Le 20 janvier, l’Assemblée nationale a voté une résolution qui condamne comme « constitutive de crimes contre l’humanité et de génocide » la répression par le régime chinois de la minorité musulmane ouïgoure. Ces accusations avaient déjà été exprimées par l’exécutif américain, la Chambre des Communes canadienne et cinq Parlements européens.
La répression au Xinjiang
Pour combattre « le terrorisme, la radicalisation et le séparatisme », les autorités chinoises ont réprimé pendant des décennies les Ouïgours et les Kazakhs, minorités turcophones d’environ 10 millions de personnes concentrées dans la région du Xinjiang, au nord-ouest de la Chine. Depuis 2016, la persécution s’est faite encore plus impitoyable et a transformé la province en un vaste Etat policier : camps d’internement extrajudiciaires, mesures coercitives et généralisées de contrôle des naissances, séparation des enfants de leur famille, travail forcé d’anciens détenus, etc. Ces exactions sont largement documentées, notamment dans les documents officiels chinois révélés en 2019 par le « New York Times » et le Consortium international de Journalistes d’Investigation (Icij), auxquels s’ajoutent les travaux du chercheur Adrian Zenz et des témoignages individuels. Selon l’analyse approfondie de ces matériaux effectuée par la commission du Congrès américain sur la Chine, Pékin se rend coupable de cinq crimes contre l’humanité tels que définis dans l’article 7 du Statut de Rome de la Cour pénale internationale : emprisonnement en violation des règles fondamentales du droit international, torture, asservissement, disparition de personnes, persécution pour des motifs politiques, raciaux, ethniques, culturels et religieux.
L’accusation de génocide, quant à elle, est contestée par certains observateurs car, selon eux, les mesures répressives mises en œuvre par la Chine − composée à 92 % de Hans, l’ethnie principale −, ne prouvent pas une volonté délibérée de détruire l’ethnie ouïgoure.

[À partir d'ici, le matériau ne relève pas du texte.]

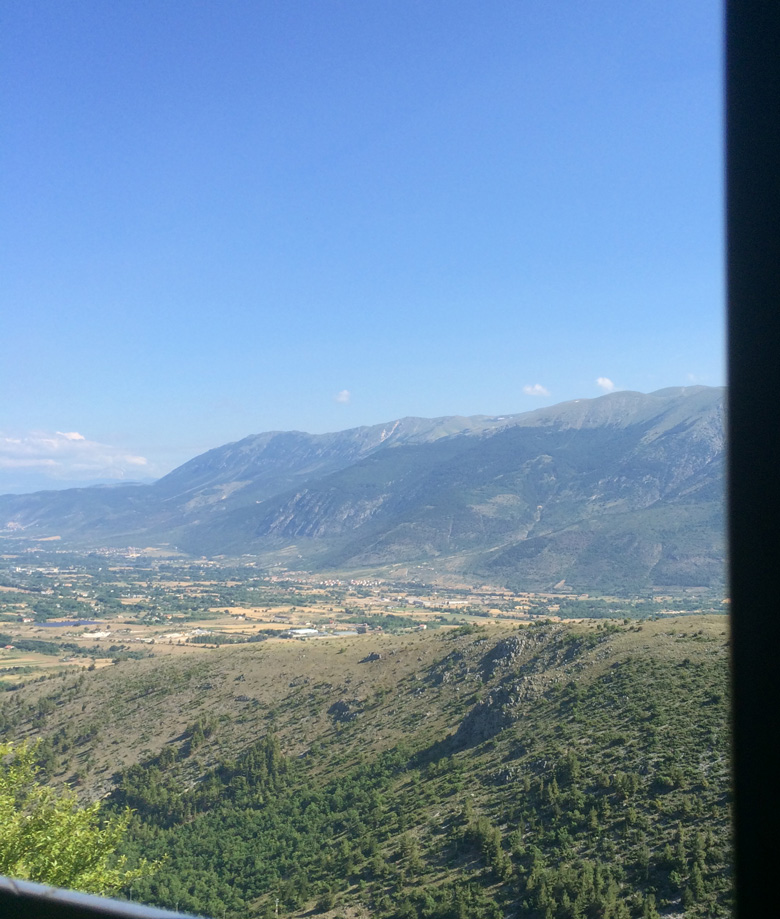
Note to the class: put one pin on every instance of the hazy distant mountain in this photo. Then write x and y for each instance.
(622, 491)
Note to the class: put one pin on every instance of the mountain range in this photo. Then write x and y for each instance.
(619, 493)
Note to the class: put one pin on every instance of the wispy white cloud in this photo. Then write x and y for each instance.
(536, 389)
(68, 455)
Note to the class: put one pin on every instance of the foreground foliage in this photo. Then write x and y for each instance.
(600, 793)
(51, 839)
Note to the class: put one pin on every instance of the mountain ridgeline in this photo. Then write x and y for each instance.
(619, 493)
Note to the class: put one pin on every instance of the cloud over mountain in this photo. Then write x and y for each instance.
(68, 455)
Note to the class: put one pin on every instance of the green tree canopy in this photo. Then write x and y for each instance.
(49, 838)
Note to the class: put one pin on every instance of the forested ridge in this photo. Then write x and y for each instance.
(551, 771)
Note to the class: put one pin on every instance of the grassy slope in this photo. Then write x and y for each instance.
(553, 770)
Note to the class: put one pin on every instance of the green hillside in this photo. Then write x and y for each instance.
(551, 770)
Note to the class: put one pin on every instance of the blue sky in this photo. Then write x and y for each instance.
(222, 218)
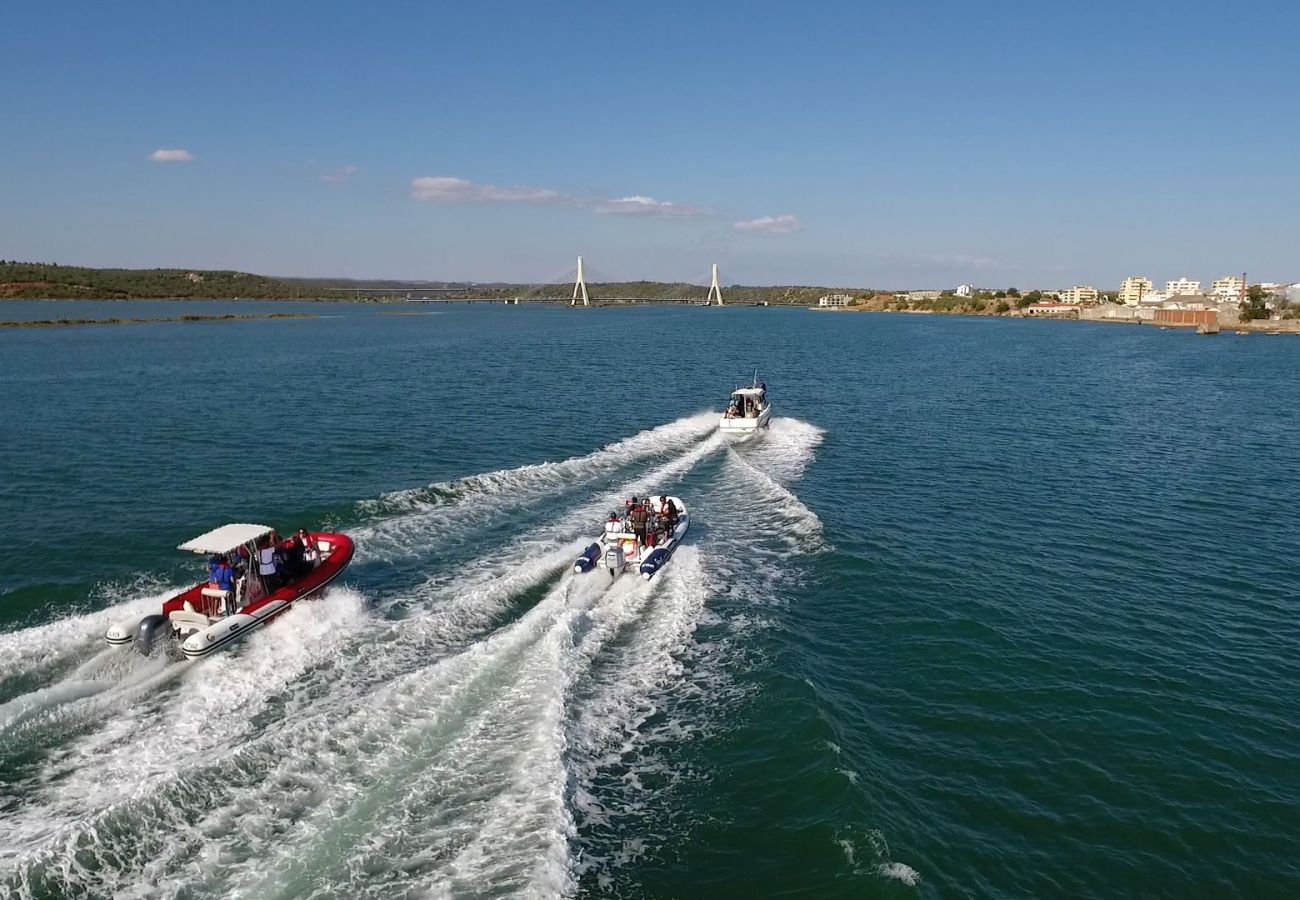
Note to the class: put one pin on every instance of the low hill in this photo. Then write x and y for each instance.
(31, 281)
(37, 281)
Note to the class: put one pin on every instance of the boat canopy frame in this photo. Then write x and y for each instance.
(226, 539)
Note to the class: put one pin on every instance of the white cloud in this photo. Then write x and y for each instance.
(649, 207)
(338, 176)
(784, 224)
(442, 189)
(172, 156)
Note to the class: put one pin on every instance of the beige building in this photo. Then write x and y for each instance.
(1134, 289)
(836, 299)
(1078, 294)
(1070, 310)
(1230, 286)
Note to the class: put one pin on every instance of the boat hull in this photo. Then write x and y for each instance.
(611, 552)
(745, 425)
(207, 631)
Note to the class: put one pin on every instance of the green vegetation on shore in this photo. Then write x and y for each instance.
(42, 281)
(63, 323)
(50, 281)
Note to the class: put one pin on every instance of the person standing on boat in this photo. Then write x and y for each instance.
(267, 567)
(667, 514)
(638, 520)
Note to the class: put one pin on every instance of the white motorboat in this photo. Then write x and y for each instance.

La Convention sur le génocide des Nations unies ratifiée en 2019 définit ainsi ce crime : « Le génocide s’entend de l’un quelconque des actes ci-après, commis dans l’intention de détruire, en tout ou en partie, un groupe national, ethnique, racial ou religieux, comme tel … ». La précision « en partie » est importante, car parmi les éléments matériels constitutifs de ce crime selon l’ONU figurent les « mesures visant à entraver les naissances ». Or un faisceau d’indices indique bien la volonté de la Chine de bloquer la croissance naturelle de la population dans les ethnies minoritaires du Xinjiang.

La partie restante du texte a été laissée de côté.